多爾淡淡的笑了笑,輕鬆道。「沒什麼,這第五個名字是下個目標,我只是想等個人罷了。」警方不可能發現不了這張紙片,既然是國家安全部派來的人接管了這件案子肯定也會了解。既然是遠距離射殺,那他們肯定會尋找狙擊點。到時候應該有機會碰到吧?

倆人退了出來。多爾看到泥鰍的臉色雖然有些難看,但還不至於像上次一樣又哭又吐的。有可能是不是他親手殺的緣故吧,不過看來他也漸漸習慣了。

剛回到家冷若霜就迫不及待的問道。「怎麼樣,怎麼樣了。多爾,有沒有遇到安全部的人?他們是不是很厲害?」看她一臉興奮的樣子好像恨不得讓他跟那些人大戰了一場般。真奇怪她早上怎麼沒吵著要跟過去。

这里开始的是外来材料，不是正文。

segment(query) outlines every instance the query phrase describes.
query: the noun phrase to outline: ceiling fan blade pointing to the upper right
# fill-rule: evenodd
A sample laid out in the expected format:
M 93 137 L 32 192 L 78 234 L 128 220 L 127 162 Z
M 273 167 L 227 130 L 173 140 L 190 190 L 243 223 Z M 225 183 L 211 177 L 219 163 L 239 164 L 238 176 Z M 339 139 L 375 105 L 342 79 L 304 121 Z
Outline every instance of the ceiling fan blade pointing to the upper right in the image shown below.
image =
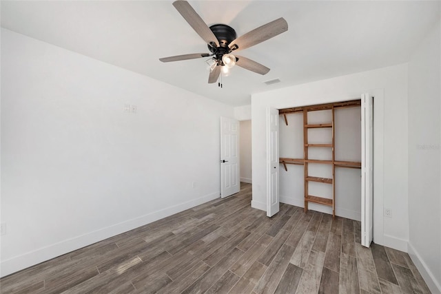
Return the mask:
M 278 34 L 286 32 L 288 30 L 288 23 L 283 17 L 271 21 L 266 25 L 262 25 L 242 36 L 239 36 L 236 40 L 229 43 L 228 47 L 232 50 L 238 51 L 245 48 L 249 48 L 263 41 L 267 41 Z M 237 49 L 234 49 L 237 46 Z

多爾搖搖頭,淡淡的笑道。「沒有,哪有那麼容易遇到。」想來應該快了吧。他留的線索那麼明顯,除非是傻子才看不出來時什麼意思。他們會採取什麼辦法呢?派人保護他?還是把他轉移到其他地方?縱是有銅牆鐵壁保護,他也活不過明天。

沒過一會冷若冰也下班回家了。多爾聽她說她也去了現場,就問有沒有發現紙條。她卻一臉莫名其妙的搖搖頭,反問道。「什麼小紙條?沒有啊。」

多爾微微皺起眉頭。開玩笑吧?沒有看到?取證組是一群瞎子嗎?竟然沒看見那麼明顯的證據?有些不相信的問道。「你能確定?」

冷若冰白了他一眼,無比肯定道。「當然確定,我還特意跟取證組的同事打聽有什麼有重要的線索沒。他們說如果不是媒體報導了她的罪行,他們肯定以為她是意外死亡的。你說的小紙條時什麼東西?你留下的?」

「……」看她的表情也不像開玩笑,這是怎麼回事?

冷若冰見多爾皺着眉頭不知道想着什麼,根本不理會她的問話。好在她也已經見怪不怪了,不然肯定被他氣死。只聽多爾又問道。「你說安全部來的人沒住在你們公安局?」

冷若冰點點頭。「是啊。他們拿走了所有的案卷資料,還命令我們有什麼新線索要第一時間通知他們。除了局長外我們都不知道他們住在哪裏。」說到這事她也非常納悶,這些人也真夠神秘的。竟然不在公安局裏辦案。看那意思他們也不會跟局裏共享自己的情報了。